The following morning we stopped at various museums, but what really highlighted the day was a visit to a local all-girls college that was actually run by the grandmother I mentioned before. This was absolutely amazing. The girls all excitedly greeted us with hugs, served us snacks, and we spoke to them about college life in the US and our experiences in India. Turns out, we made the Hyderabad newspaper!
That evening was something absolutely mind blowing. We had the opportunity to see Hyderabad’s famous night-time laser show! Lasers reflected off of water and presented beautiful images and told a beautiful story of India. Bollywood music played in the background, locals all danced together. The laser show, which was conveniently in English, spoke of how India came to be with it plethora of religions. At the end, it brought Islam, Christianity and Hinduism together as one in complete harmony. Seriously, I pay for a plane ticket back to India just to see that laser show again.
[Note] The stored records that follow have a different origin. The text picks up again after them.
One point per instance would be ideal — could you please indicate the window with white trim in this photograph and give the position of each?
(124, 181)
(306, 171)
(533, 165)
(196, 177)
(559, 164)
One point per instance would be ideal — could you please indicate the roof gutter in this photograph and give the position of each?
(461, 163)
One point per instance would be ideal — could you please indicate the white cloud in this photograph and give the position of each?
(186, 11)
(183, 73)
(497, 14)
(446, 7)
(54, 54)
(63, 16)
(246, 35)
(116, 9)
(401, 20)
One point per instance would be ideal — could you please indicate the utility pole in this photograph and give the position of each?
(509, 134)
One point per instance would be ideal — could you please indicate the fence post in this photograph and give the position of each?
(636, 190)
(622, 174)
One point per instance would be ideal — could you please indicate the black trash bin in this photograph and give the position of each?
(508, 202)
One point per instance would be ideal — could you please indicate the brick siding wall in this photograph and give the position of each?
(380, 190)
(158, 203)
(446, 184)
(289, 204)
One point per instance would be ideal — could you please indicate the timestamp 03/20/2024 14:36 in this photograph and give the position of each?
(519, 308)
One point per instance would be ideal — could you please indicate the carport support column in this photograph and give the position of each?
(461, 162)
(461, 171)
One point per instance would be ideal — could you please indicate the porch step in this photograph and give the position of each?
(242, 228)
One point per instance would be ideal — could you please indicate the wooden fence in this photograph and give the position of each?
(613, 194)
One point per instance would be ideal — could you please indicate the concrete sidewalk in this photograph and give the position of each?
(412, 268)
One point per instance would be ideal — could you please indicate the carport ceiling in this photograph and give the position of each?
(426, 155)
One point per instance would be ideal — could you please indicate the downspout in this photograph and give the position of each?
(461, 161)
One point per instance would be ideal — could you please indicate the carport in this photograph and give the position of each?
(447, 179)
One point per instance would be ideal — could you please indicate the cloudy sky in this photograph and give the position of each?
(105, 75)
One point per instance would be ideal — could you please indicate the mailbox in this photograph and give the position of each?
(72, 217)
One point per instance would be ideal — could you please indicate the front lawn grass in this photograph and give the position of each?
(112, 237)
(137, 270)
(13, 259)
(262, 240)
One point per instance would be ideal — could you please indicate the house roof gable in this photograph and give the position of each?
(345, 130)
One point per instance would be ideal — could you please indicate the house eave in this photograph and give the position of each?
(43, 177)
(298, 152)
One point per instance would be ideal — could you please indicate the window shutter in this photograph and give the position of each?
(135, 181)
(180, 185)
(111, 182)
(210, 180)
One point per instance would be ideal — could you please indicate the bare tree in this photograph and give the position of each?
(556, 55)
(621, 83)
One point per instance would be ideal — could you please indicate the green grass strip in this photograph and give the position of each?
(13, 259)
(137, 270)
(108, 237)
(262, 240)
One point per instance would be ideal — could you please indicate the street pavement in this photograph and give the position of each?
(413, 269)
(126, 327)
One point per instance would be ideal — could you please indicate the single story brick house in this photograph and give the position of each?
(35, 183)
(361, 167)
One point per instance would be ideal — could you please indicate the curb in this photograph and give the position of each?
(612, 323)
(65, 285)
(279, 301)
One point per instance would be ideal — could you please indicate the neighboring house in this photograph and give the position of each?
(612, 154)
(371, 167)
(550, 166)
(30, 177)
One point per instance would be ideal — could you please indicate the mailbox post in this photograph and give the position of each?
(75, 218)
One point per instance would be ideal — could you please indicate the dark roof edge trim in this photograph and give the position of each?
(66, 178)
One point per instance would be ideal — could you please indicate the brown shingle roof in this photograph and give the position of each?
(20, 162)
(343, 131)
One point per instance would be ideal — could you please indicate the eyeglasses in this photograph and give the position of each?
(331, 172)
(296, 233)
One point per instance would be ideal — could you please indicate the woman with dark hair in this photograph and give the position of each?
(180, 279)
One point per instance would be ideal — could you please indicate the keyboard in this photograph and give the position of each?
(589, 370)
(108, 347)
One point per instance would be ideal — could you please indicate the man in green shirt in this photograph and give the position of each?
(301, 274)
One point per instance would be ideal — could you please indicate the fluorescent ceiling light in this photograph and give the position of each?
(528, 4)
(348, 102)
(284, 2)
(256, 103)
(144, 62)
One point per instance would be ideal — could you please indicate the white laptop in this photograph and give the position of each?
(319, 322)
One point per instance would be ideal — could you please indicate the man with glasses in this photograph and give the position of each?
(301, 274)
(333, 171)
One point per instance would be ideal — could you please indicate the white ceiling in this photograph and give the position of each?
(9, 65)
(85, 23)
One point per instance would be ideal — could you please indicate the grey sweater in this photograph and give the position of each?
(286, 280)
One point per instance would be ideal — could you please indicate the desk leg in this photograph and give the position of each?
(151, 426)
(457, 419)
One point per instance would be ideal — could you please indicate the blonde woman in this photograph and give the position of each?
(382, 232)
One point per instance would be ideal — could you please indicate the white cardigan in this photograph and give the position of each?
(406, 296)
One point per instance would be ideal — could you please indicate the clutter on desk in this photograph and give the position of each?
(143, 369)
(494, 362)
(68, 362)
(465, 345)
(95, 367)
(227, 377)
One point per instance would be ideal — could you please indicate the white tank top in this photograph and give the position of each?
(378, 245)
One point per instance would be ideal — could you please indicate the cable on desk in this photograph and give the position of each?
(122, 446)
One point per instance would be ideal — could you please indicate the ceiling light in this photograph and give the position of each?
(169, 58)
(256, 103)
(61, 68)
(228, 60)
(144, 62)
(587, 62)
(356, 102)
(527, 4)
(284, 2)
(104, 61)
In the next few days we got to visit Agra Fort and the Taj Mahal in Agra/New Delhi. Both of these places were surreal. I could not believe I was actually there, and I did my best to absorb every second of its outstanding beauty.
The Taj Mahal, as many of you may know, is one of the world’s greatest wonders. Built in around 1632, it was created by Mughal Muslim emperor Shah Jahan in memory of his beloved and dearly departed wife, Mumtaz Mahal. Inside rests her tomb.
On the final day we took a trip to down town Delhi for a visit to the Jama Masjid Mosque. When we arrived the mosque-keepers (for lack of a better word?) covered the women in scarves and clothing, and we removed our shoes and were able to enter the mosque. Somehow I wondered away from the group and found myself floating about. The inner mosque was filled with tourists, however as I got to the back of the mosque there was a second exit. The back was higher up on a platform, and presented an absolutely beautiful view of Delhi. Only locals sat in this area, praying, listening to music. I instantly felt out of place, and all eyes were suddenly on me. Family’s found me amusing and asked me to take photos with their children. It was embarrassing, but part of the cultural fun travel brings.
At the end of this day our tour operator surprised us by taking us to a place where we could celebrate India’s holiday known as “holi”. It was a little early, but it was just for fun. The tradition is throwing colorful dust on everyone around you and screaming “HAPPY HOLI!” It’s supposed to be a lot of fun, and it brings friends and family together during this time. It WAS a lot of fun, although getting that stuff out of my clothes, hair and skin proved to be a challenge
And so ended our tour and we were transferred back to the ship.
On my final day in India I spent it at a local boy’s orphanage. The boys at the orphanage were all once street-children, working and begging for any penny possible before picked up by the orphanage. The kids all danced and preformed for us, we played games such as soccer or basketball, and finally had a traditional Kerala meal served to us on banana leaves (probably the most delicious thing I ate on the trip!)